China-Legionäre Berger und Windbichler: Gefangen in der Corona-Blase

China-Legionäre Berger und Windbichler: Gefangen in der Corona-Blase
Bergers Team ist seit Wochen im südchinesischen Guangzhou kaserniert. Wer kommt, landet in Quarantäne. So wie auch Windbichler.

Er habe kaum glauben können, dass er den Horror-Crash ohne Kratzer überstand, sagt Zhou Guanyu, 23. Chinas erster Formel-1-Pilot, der im Gegensatz zur Mehrheit seiner 1,4 Milliarden Landsleute Christ ist, muss in Silverstone 1.000 Schutzengel gehabt haben. Als er mit dem Kopf nach unten im Cockpit seines Alfa Romeo über den britischen Asphalt schlitterte. Eine Woche danach startet er in Spielberg. Wo am Sonntag 100.000 an die Rennstrecke drängen. Ein Rekord, bei dem’s der liebe Gott hoffentlich auch mit den Fans gut meint, indem er keine Covid- Höchstzahlen folgen lässt.
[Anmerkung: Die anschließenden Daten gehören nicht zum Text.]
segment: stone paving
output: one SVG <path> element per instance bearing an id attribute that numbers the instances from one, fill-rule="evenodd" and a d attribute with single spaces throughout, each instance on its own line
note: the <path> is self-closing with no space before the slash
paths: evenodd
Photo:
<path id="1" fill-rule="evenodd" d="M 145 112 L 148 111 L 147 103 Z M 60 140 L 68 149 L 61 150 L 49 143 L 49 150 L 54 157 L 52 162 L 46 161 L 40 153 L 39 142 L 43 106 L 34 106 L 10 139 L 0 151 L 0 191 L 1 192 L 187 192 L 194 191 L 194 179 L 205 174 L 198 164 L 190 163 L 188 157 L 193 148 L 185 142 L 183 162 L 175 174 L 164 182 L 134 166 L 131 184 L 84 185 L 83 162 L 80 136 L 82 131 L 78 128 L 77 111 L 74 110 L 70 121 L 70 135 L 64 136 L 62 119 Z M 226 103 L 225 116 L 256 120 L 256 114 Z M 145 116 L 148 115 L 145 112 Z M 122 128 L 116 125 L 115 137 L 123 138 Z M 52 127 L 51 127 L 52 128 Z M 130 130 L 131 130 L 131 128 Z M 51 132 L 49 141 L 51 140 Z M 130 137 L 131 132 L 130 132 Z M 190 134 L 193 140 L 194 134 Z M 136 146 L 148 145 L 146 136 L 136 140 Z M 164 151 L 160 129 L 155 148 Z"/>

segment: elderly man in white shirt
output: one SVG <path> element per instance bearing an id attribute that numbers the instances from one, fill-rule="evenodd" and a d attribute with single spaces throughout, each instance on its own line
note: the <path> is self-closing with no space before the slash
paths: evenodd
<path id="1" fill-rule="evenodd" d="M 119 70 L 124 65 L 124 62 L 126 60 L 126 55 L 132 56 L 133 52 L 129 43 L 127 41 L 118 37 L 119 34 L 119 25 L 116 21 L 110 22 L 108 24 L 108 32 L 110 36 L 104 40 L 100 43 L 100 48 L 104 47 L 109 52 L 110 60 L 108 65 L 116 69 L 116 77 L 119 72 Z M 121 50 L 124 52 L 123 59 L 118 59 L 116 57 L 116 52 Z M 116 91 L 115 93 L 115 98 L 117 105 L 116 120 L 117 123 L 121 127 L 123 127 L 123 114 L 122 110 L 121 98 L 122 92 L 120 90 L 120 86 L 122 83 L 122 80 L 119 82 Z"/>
In Zhous Heimat, die er als Zwölfjähriger mit seiner wohlhabenden Familie Richtung England verließ, sind 99.900 weniger Vor-Ort-Zeugen (inklusive Aktiven) pro Sportereignis erlaubt. „Obwohl es hier in einer Woche weniger Infizierte gibt als bei uns daheim in Österreich an einem Tag“, berichtet Hans-Peter Berger.

Der Salzburger war als Tormanntrainer am Aufstieg von Chengdu so sehr mitbeteiligt gewesen, dass er sich ein zweites Mal nach China locken ließ. Als es dort hieß, die Top-Liga würde programmgemäß in vollen Stadien beginnen. Stattdessen wird nach x Verschiebungen von den 18 Klubs, aufgeteilt in vier Bubbles, vor leeren Rängen um Punkte gespielt.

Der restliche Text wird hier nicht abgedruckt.